Sebelumnya: Genealogi Kesantrian Humanis Gus Dur… (1)
Kesantrian Humanis Gus Dur
Menurut Gus Baha’ (haul Gus Hur ke-10) pergaulan Gus Dur yang melangkahi batas tradisionalitas dan mendunia itu sudah pernah dilakukan oleh kakeknya, yaitu KH. Hasyim Asy’ari. Jadi hal itu bukan sesuatu yang baru dan khas Gus Dur saja, tetapi memang sudah jadi tradisi para ulama besar pesantren. Khususnya mbah Hasyim Asy’ari.
Keberpihakan Gus Dur pada nilai kemanusiaan yang oleh sebagian pembaca ditafsirkan sebagai humanisme adalah belum persis sepenuhnya. Melihat dan mengikuti kelana keilmuannya, Gus Dur lebih cocok dikerangkakan sebagai santri yang humanis.

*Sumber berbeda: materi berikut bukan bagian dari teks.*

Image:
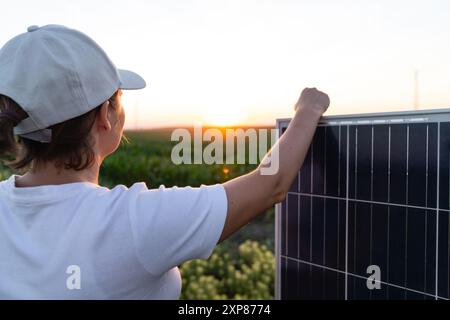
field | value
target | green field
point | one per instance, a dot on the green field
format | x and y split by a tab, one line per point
242	267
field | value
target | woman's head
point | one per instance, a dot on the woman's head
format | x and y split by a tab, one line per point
76	144
62	103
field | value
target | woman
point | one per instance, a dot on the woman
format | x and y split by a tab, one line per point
62	236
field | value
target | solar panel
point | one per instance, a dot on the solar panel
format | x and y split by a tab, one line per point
368	214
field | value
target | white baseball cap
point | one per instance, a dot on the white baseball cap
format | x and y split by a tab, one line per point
55	74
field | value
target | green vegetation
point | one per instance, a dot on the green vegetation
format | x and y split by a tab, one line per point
238	269
249	274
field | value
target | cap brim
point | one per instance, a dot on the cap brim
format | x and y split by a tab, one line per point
130	80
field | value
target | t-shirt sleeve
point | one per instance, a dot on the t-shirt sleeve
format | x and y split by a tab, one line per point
174	225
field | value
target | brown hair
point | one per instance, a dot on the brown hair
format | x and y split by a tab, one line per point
71	146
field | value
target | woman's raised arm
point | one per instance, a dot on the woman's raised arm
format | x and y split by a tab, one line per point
251	194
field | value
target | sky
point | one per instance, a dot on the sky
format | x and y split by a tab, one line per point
234	62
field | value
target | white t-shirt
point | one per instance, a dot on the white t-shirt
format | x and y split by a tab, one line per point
82	241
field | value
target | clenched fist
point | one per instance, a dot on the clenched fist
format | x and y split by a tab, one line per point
314	100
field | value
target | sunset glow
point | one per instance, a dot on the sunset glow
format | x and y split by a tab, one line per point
230	62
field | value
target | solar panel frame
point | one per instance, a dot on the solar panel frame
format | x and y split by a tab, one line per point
374	120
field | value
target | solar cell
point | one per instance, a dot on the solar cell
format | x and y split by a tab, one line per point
373	192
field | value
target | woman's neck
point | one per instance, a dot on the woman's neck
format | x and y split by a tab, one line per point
48	174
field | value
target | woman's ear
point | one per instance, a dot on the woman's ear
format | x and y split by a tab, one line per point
103	122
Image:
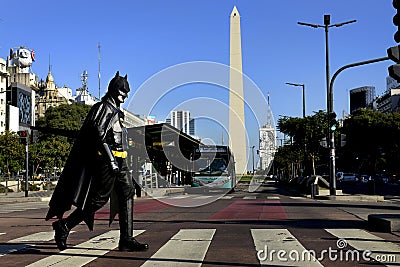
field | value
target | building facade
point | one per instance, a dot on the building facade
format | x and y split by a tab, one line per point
181	120
51	96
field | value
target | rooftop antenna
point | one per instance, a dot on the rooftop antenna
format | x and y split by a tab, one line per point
84	76
99	58
49	64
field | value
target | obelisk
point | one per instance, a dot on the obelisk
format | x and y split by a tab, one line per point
237	135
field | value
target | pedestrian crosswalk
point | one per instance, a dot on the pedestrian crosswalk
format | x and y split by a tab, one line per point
190	247
14	207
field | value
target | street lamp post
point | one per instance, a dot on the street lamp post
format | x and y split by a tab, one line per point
252	155
304	96
304	115
329	98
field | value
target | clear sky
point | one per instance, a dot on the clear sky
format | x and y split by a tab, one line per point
144	38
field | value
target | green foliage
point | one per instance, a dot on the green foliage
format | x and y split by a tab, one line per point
51	150
303	149
372	142
12	153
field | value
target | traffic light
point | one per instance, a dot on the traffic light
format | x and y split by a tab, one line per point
343	140
23	137
396	20
394	54
34	136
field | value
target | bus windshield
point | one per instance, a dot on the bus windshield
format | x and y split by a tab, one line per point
209	166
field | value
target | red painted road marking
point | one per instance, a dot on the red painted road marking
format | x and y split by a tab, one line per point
252	210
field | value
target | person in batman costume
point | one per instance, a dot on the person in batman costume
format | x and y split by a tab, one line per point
96	170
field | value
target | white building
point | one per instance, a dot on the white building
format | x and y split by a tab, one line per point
267	146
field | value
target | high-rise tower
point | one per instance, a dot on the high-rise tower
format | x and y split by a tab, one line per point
237	135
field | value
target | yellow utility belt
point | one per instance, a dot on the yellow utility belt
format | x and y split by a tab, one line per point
118	154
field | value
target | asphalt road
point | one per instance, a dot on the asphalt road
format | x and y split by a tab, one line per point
267	227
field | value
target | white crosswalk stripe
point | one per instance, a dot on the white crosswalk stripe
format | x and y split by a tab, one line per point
85	252
21	243
385	252
278	247
13	207
189	247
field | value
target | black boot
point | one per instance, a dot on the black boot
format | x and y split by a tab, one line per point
126	241
61	232
63	226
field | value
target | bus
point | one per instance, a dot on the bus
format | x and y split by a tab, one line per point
213	167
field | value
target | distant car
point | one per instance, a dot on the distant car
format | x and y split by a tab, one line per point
339	176
364	178
349	178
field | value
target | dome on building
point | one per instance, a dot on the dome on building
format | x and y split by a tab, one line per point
49	77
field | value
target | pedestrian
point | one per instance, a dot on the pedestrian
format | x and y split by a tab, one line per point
96	170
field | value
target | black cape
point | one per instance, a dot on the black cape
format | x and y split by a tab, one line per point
74	185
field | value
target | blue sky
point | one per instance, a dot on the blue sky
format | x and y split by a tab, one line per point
143	38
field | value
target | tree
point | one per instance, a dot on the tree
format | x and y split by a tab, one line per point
12	153
305	135
53	149
372	142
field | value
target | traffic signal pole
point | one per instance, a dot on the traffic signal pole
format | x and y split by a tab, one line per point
332	184
26	168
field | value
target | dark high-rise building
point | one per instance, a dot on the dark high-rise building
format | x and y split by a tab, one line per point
361	97
181	120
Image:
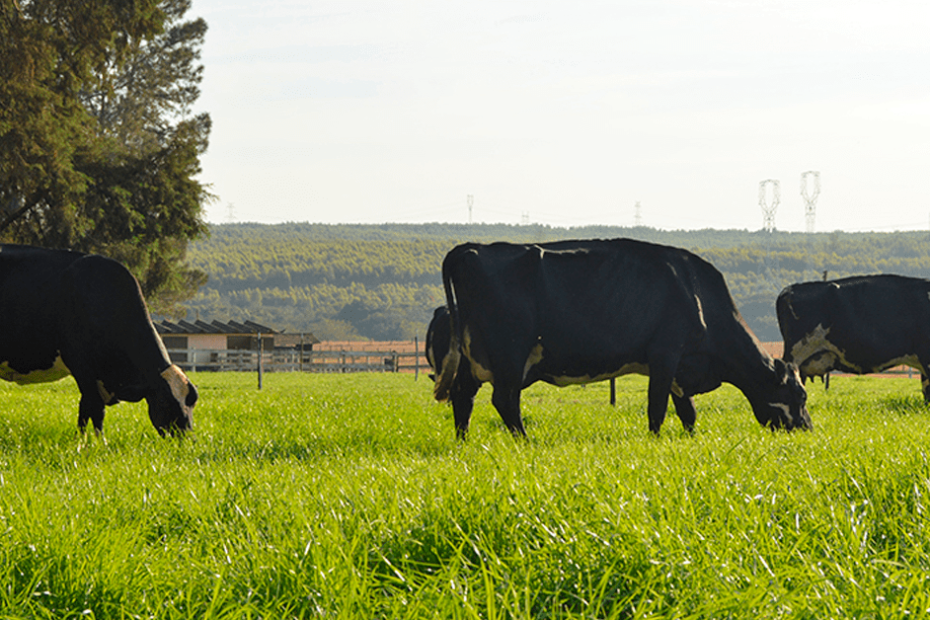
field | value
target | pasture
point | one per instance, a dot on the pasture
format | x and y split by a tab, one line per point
347	496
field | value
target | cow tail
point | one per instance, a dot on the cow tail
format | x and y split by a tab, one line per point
450	362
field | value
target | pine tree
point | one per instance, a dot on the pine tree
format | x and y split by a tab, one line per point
99	149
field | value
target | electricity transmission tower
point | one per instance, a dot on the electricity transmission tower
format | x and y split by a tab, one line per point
810	199
768	210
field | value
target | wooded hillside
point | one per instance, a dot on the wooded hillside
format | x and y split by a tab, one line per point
382	282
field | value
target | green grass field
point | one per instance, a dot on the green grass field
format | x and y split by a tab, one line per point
348	497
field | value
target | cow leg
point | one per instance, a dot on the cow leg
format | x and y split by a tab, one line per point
506	399
91	408
684	407
463	401
661	375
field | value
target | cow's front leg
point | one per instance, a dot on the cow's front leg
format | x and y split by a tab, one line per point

Kesantrian humanis ala Gus Dur ini, merupakan ekstraksi dan aplikasi kesalehan tradisional khas pesantren ke dalam universalitas nilai dan praksis kemanusiaan. “Secara khas, humanisme Gus Dur terwakili melalui istilah-istilah kesejahteraan rakyat, keadilan, persamaan di hadapan hukum, demokrasi, toleransi beragama. Humanisme Gus Dur terarah kepada pemihakannya terhadap kaum lemah” (Syaiful Arif, 2017: 57-58).
Bagi Goenawan Mohammad, Gus Dur merupakan figur nekat yang berprinsip kuat untuk merangkul kemanusiaan secara lintas batas. “Dari situasinya yang terbatas ia menjangkau mereka yang bukan kaumnya, melintasi gerbang dan pagar, jadi tak berhingga, untuk menjabat mereka yang di luar itu. Terutama mereka yang disingkirkan, dicurigai, atau bahkan dianiaya: bekas-bekas PKI, minoritas Tionghoa, umat Ahmadiyah. Kita tahu ia melakukan itu dengan nekat tapi prinsipil—keberanian yang hampir tak terdapat pada orang lain” (Goenawan Mohamad, 2011: 48).
Sedemikian, sikap Gus Dur yang humanis itu, matang dari dialektika panjang. Dari hasil ia nyantri, terjadi penancapan nilai-nilai pokok Islam bertradisi pesantren. Setelah sampai di Mesir, Baghdad dan Eropa, dia mempersandingkan khazanah kesantrian dengan dinamika diskursus global.
Setelah kembali ke tanah air, Gus Dur mengalami dan mengaplikasikan nilai kesantriannya dalam kiprah kemasyarakatan. Dia mengambil tanggung jawab sebagai ketua NU, masuk ke politik praktis, menjalin dialog lintas iman dan golongan, memperjuangkan kebebasan berpendapat, membela minoritas-tertindas, dan kiprah-kiprah sosial yang lain.
Semua itu dilakukan beriringan dengan tetap sholat malam, ziarah kubur, sowan para kiai, dan mengisi pengajian-pengajian tradisional di pesantren. Ini menunjukkan Gus Dur adalah seorang santri humanis. Bukan sebaliknya.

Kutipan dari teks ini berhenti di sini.